Além disso, após Maidan, o Pravy Sektor passa a se integrar "a um movimento global de ultradireita radical", notou o ucraniano.
"Eles participaram de diversas reuniões de líderes de ultradireita mundiais [...] entre os anos de 2016 e 2018. É bastante claro que o Pravy Sektor tem apoio de círculos internacionais de ultradireita, com destaque para como a grupos da diáspora ucraniana no Canadá", contou Bordnik.
O cientista político nota que, no caso do Brasil, é necessário esclarecer se membros do grupo estavam nas manifestações, ou "se os manifestantes só usaram os símbolos" da organização.
Ele conta que os símbolos do Pravy Sektor estão sendo usados como uma "marca" da ultradireita ao redor do mundo.
"O último caso foi o de Hong Kong, onde também foram vistos símbolos de organizações nacionalistas ucranianas", lembrou Bordnik.
Oleinik notou a presença dos símbolos do grupo em manifestações na Rússia, "em temas que não têm nada a ver com a Ucrânia [...] como durante as manifestações pela reforma no sistema de aposentadoria".
Oleinik diz que o uso de bandeiras de outras nacionalidades em manifestações de grupos de ultradireita minoritários é a norma, para "dar a impressão de que o mundo inteiro está com eles, dar a ilusão de que há amplo apoio a esses grupos".
Por que é proibido na Rússia?
As organizações do Pravy Sektor e afiliadas são "proibidas por decisão da Suprema Corte da Federação da Rússia, por serem consideradas organizações de ultradireita, engajadas em atividades extremistas", disse Bordnik.
"Na Rússia, todos os partidos ultranacionalistas são proibidos, mesmo os domésticos", explicou Pogrebinsky. "No caso dos nossos [partidos ucranianos] são proibidos [na Rússia] pela acusação de envolvimento em crimes contra a humanidade."
"Além disso, o Pravy Sektor e organizações que o integram são acusados de incitar o ódio entre grupos linguísticos e religiosos", acrescentou Bordnik
No caso do Brasil, Bordnik acredita que o uso de símbolos do Pravy Sektor indica que "os protestos irão se tornar mais radicais".
"Isso pode significar que parte dos manifestantes estão dispostos a considerar uma mudança de regime pelo uso da força.

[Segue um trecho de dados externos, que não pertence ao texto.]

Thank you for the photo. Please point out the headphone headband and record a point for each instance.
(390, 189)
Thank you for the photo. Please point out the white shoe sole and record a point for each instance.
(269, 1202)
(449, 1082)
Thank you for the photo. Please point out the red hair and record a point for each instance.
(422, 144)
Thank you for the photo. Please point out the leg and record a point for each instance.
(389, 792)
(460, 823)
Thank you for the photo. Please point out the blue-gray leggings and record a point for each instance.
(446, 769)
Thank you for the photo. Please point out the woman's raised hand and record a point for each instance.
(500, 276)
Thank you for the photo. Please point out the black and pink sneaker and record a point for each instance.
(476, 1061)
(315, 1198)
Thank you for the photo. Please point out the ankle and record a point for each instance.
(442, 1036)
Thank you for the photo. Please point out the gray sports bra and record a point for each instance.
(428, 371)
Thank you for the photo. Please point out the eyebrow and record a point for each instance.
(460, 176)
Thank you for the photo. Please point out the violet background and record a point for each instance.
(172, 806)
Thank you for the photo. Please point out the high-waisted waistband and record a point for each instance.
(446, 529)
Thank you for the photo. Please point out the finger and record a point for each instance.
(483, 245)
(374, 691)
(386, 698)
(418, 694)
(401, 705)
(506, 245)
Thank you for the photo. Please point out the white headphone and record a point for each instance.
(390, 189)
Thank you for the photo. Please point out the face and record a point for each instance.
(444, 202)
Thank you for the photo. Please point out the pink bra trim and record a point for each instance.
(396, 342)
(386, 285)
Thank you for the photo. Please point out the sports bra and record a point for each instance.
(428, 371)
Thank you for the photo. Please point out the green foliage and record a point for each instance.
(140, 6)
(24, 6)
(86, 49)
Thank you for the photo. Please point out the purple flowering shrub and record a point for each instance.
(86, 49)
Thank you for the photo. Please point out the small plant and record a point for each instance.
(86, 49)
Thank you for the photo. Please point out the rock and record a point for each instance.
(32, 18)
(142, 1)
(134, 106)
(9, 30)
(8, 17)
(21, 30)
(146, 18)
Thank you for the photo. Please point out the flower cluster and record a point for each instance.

Porque é isso que está no cerne desse tipo de organização como o Pravy Sektor", concluiu Bordnik.
Neste domingo (31), manifestantes pró-democracia e grupos de apoiadores do presidente Jair Bolsonaro, entraram em confronto na Avenida Paulista, em São Paulo. A Polícia Militar de São Paulo informou estar investigando se o uso de bandeiras associadas ao neonazismo foi o estopim da briga. Após início do confronto, a PM fez uso de bombas de efeito moral para dispersar os manifestantes.